Skating like a girl

Photo Credit: Prittam Gurung
By Sanjima Jugjali Pun
Published: July 12, 2025 08:54 PM

KATHMANDU, July 12: Sometimes, freedom sounds like the rattle of wheels on concrete. Lemong, 20, a recent high school graduate, knows that sound by heart.

She was introduced to skating when she saw some boys skating near her school in Swayambhu. She was 16 when she first stood on a board. It wasn’t until she attended a skating gathering at the TU ground in Kirtipur.

She recalls, “That’s where I saw Lorin,” a 24-year-old professional female skater competing in international championships. She realised girls were doing it too. 

She got bolder. In 2022, Lemong sold her hair piece jewelry given to her during her Gunyo Cholo, to attend a month-long skateboarding workshop in Butwal. She was with Lorin throughout the month. Learning a new trick excited her and made her take part in championships.

Our culture teaches young girls to walk, stay quiet and avoid risk; young women like Lemong are flipping that idea by rolling on skateboards. 

“It’s still seen as a boyish thing,” she says. “When we skate, people call us rebellious and bad influences. But we’re just expressing ourselves.”

Even her family disapprove of her so-called hobby. She kept practising in public places like Basantapur with friends. When she began winning championships, her family started to come around.

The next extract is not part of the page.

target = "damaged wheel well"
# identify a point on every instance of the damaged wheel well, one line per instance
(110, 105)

“They saw it wasn’t just a phase. They saw I was serious.”

But the judgment from her family or outsiders hasn’t stopped. She remembers one Shivaratri when a drunk man confronted her crew near the skate park in Tokha. “He yelled at us, saying we were a bad influence. That we smoked and drank, and his kid had started skating because of us. It hurt because we were being judged for something completely different.”

She pauses, then adds, “Skating and smoking are two different things. It’s a personal choice. People just see our baggy clothes and assume the worst.”

On April 19, Lemong placed second in the 8th National Skating Championship — a proud moment, but rarely covered by mainstream media.

Across Nepal, girls like Lemong are reclaiming their new identities through skating. Initiatives like Girls on Board, a skateboarding club focused on young women, are creating safe spaces for them to learn and practice. 

Female skaters like Lorin have even started competing internationally in events like Uprising Tokyo, The Jugaad International, World Skate championships and Ride Further tour. Girls like Lorin are quietly rewriting Nepal’s sporting narrative with every ollie and flip. And it’s proof that skating like a girl is something the world should celebrate.